Skillful craftsmen from different dynasties craved jade into various utensils and artworks that were normally given to contexts beyond their forms. Jade might be used as a sacrifice to worship God， as a kind of accouterment to show one’s status and moral， as objects accompanying dead to signify immortality， as symbols to show wealth， and also as articles for daily use with joys.
Jade used in ceremony could be further divided into two categories: ritual objects and ceremonial service objects. The six traditional ritual objects are Bi， Cong， Gui， Zhang， Hu， and Huang. These have long been considered to be a means of communication between human and God.Thus， it was indispensable on occasions of sacrifice. Ritual jades were also considered to be the symbol of royal power favored by God and used in cases of meeting the king， appointment， treatment of diplomatic relations， and taking an oath indicating that all these were done in name of God. The ceremonial service objects include Yue， Fu， Ge， Qi， Dao， mostly transformed from practical weapons， and were used for royal and aristocrat ceremonial activities to enhance sacred atmosphere.
Such functions of these ritual objects started in the late prehistoric times， prevailed during the Shang and Zhou Dynasties， and declined in the Spring and Autumn Period.
The original use of jade was for personal pendent. One started to use natural jade stone to glorify personal adornment as early as the prehistoric times. Later on crafted jades appeared in high quality. It was in the Western Zhou Dynasty when jades were normally used to indicate one’s status. The different uses of pendent jades such as their configuration and combination and hanging methods and placements vary according to different status of owners as well as to practices of moral and ethical significance.
Jade used for funerals was intended to protect dead by providing special jade suits including facial covers， mouth—insertion and hand—insertion， etc. because people believe that jade could prevent the remains from being decayed. This custom began in the Neolithic or New Stone Age. The burial jade first appeared in the Western Zhou and prevailed during the periods from the Spring and Autumn Period to the Han Dynasty. Hereafter， although jades were used as burial goods while special function of burial jades no long existed.

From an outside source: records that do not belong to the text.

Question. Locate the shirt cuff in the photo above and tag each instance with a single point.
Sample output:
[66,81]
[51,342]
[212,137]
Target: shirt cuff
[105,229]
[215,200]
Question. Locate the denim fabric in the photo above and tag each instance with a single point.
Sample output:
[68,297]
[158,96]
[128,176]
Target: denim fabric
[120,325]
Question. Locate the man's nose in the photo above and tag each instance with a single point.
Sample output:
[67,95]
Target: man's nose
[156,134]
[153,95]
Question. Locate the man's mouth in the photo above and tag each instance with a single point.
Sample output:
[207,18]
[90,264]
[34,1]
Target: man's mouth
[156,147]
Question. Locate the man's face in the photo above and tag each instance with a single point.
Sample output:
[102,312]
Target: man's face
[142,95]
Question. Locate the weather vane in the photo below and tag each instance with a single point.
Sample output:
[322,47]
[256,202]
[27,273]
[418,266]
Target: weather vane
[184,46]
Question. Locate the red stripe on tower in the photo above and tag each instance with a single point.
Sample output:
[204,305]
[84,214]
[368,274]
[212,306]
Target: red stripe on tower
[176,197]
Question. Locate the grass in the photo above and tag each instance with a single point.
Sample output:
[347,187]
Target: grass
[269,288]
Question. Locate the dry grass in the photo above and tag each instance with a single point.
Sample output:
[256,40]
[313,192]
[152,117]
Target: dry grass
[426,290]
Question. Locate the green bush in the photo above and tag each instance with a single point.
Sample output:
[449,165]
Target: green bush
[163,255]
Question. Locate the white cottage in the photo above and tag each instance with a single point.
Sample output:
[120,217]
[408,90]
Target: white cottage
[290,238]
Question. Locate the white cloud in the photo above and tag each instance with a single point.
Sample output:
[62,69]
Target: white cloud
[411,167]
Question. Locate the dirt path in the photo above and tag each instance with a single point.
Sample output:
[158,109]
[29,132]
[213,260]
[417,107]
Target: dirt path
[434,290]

Given glittering and translucent nature， jades were easy to be carved into various objects to decorate house furniture and the like in later dynastic periods. One always enjoyed watching the festive and propitious ornament design and exquisite carving craft attained by jades. The display of these jades， of course， may indicate the owner’s wealth and decentness. Therefore， the jades are not only to be shown off， but also for appraisals and collection by their owners.
Since the East Han Dynasty， Jade in China started to leave behind its mystery and entered into people’s daily life. It became increasingly ordinary and reached the peak of consumption during the Ming and Qing Dynasties. People in upper class used it to show off. It not only enriched their lives by adding special tastes and flavors， but meanwhile reflected their appreciation of art.